A blog about Bloomsbury Academic's 33 1/3 series, our other books about music, and the world of sound in general.
Tuesday, November 15, 2011
David Smay on Early Sixties Horror Films
It's always nice to see writing from 33 1/3 authors pop up elsewhere. David Smay, author of Tom Waits' Swordfishtrombones, is doing a series of pieces on early sixties horror films for hilowbrow.com.
Did you know that Psycho, Peeping Tom, Black Sunday and Eyes Without a Face all came out in 1960 alone?
Here's an excerpt of the first installment, and a link to the full piece.
http://hilobrow.com/2011/10/31/early-60s-horror-1/
"In 1960 alone, Psycho, Peeping Tom, Black Sunday, and Eyes Without a Face played in theaters. Yet that clutch of five-star masterpieces only represents a fraction of that year’s important work which also saw the Japanese vision of hell, Jigoku, two Hammer horrors in The Brides of Dracula and Two Faces of Dr. Jeckyll, Roger Corman’s first gothic, The Fall of the House of Usher as well as his cult cheapie Little Shop of Horrors, Roger Vadim’s Blood and Roses, and Village of the Damned.
There was really no way to see this happening as it occurred. Psycho dominated both the box office and the mainstream press, and the avid and active horror fandom of the time was too busy looking backward in a happy wallowing glut of old horror movies on television. Even as late as the ’80s with Stephen King’s Danse Macabre and the ’90s with David Skaal’s The Horror Show that early 1960s era was seen as a period of horror quatschification, the uncanny cozily commodified by “Monster Mash” and Famous Monsters of Filmland, horror hosts like Ghoulardi and model kits of The Mummy.

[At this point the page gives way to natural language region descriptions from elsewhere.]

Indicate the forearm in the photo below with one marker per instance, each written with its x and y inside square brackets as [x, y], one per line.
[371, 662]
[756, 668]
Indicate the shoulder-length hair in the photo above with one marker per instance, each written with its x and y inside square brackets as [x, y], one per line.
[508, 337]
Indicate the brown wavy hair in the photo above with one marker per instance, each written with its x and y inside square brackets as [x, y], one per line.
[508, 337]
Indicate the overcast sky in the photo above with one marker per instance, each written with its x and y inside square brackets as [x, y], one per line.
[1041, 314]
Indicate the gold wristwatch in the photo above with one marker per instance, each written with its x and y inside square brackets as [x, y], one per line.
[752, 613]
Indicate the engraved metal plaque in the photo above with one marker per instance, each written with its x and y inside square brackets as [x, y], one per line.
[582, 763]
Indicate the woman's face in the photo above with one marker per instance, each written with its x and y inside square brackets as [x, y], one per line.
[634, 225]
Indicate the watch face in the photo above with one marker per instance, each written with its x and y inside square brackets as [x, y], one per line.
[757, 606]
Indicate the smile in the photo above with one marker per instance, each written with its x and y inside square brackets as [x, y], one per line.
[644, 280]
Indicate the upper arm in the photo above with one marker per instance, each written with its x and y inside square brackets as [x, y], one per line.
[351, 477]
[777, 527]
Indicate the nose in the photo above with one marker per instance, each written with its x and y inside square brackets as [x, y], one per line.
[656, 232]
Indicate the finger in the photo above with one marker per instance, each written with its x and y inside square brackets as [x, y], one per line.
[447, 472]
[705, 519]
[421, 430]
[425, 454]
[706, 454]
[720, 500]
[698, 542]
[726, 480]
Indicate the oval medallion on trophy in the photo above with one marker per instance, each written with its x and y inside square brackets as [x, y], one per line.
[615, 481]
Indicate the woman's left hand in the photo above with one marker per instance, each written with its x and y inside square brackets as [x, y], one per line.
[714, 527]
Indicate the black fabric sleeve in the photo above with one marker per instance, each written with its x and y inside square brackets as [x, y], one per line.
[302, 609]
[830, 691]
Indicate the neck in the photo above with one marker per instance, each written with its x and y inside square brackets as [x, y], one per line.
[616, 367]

The years between 1960 and 1963 not only saw an unprecedented explosion of masterful film horror, but it was also the golden age of the television horror anthology with great work airing on The Twilight Zone, Outer Limits, Alfred Hitchcock Presents, One Step Beyond and the Boris Karloff-hosted Thriller. Even Roald Dahl hosted his own series for one season in 1961, Way Out. If you think of Psycho as the Never Mind the Bollocks of the era, with Black Sunday as The Ramones’ Leave Home, you can see the shorter, sharper shocks of TV horror as the ceaseless spew of fantastic punks singles by Stiff Little Fingers and The Ruts and The Only Ones. (By this analogy, The Twilight Zone stands as the great singles band of the era. In short, it’s the Buzzcocks’ Singles Going Steady.)" -David Smay
And here's the second section which just went up today, where Smay talks about The Haunting, Italo Calvino, Val Lewton and Sir Walter Scott:
http://hilobrow.com/2011/11/08/early-60s-horror-2/
Smay will be doing about two installments a week covering movies like The Innocents, NIght Tide, Blood and Roses, Burn, Witch Burn (based on Fritz Leiber's great Conjure Wife) and others.